Here's a problem that I have pondered over many times without ever coming to a satisfactory solution:
Let's say that we have a series of random events: V(i) for I = 1 to n. Each of these events will have a result VR(i) of either 0 or 1, and a probability VP(i) (from zero to one) that represents the probability that VR(i) = 1.
We also have a group of k estimators: E(j) for j = 1 to k, that generate EP(j,i) which are estimates of VP(i).
What I want is an evaluation function F(j) that given EP(j,i={1..n}) (that is, E(j)'s estimates of VP(i) for i = 1 to n), and VR(i={1 to n}) (i.e., the actual results), that will return a number that is a "good" valuation of E(j)'s ability to estimate VP(i).
Some Notes:
The results, VR(i), are known to the Evaluation function, but (obviously) not to the Estimators, neither before or after each result (so the estimators cannot use the VR(i)'s to adjust their subsequent predictions, if that matters).

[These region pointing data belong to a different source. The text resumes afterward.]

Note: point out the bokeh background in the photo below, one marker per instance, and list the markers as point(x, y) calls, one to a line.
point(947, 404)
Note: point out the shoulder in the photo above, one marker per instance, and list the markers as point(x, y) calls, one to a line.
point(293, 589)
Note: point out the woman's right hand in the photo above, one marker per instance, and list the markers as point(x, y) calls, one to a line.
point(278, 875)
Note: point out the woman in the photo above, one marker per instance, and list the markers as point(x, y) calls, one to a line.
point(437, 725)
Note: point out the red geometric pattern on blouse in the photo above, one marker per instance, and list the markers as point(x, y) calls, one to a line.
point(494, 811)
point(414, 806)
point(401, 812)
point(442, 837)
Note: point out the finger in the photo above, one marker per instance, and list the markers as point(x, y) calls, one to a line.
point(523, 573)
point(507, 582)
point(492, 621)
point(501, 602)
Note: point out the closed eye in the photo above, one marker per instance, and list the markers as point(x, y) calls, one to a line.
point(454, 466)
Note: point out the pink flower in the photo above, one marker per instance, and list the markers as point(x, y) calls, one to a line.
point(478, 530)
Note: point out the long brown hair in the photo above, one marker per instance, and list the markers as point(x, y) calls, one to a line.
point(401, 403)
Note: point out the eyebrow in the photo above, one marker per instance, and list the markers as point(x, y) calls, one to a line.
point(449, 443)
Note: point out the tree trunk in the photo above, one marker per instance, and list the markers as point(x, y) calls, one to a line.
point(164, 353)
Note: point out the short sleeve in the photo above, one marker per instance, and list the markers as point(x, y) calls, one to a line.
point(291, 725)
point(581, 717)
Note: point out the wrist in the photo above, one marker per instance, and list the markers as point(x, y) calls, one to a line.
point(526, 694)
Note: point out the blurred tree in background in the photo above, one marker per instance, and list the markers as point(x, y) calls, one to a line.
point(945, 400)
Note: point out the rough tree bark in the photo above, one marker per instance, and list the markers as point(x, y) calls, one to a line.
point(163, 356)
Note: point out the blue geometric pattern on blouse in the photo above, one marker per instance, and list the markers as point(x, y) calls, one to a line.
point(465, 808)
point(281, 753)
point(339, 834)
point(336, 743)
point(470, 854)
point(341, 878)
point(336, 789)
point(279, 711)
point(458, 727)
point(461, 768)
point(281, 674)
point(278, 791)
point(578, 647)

The probabilities, VP(i), are not known to the Evaluation function.
The distribution of the probabilities VP(i) is not know to the Evaluation function.
EP(j,i) is supposed to be an estimate of the event probabilities, VP(i), and not an estimate of the results, VR(i). Virtually every valuation system that I have seen tends to weight each EP(j,i) solely on its closeness to VR(i), which invariably rewards "polarized" estimators: those that always return 1 if VP(i) > 0.5 and 0 if VP(i) < 0.5.
One hallmark of the problem in #4 is that if VP(i) = 0.5, then these types of valuation systems will tend to reward all EP(j,i)'s the same, or else give the highest reward to EP's of 0 or 1, and the worst valuation to the actual correct estimate, 0.5. What I would like, of course, is just the opposite: for estimates of 0 or 1 for actual probabilities of 0.5 to receive the worst valuation while the correct estimates of 0.5 to be rated the highest.
This I think is also the essence of the difficulty in this problem: how do I correctly value the probability estimates (and estimators) if I only know the event results, but not the actual probabilities being estimated?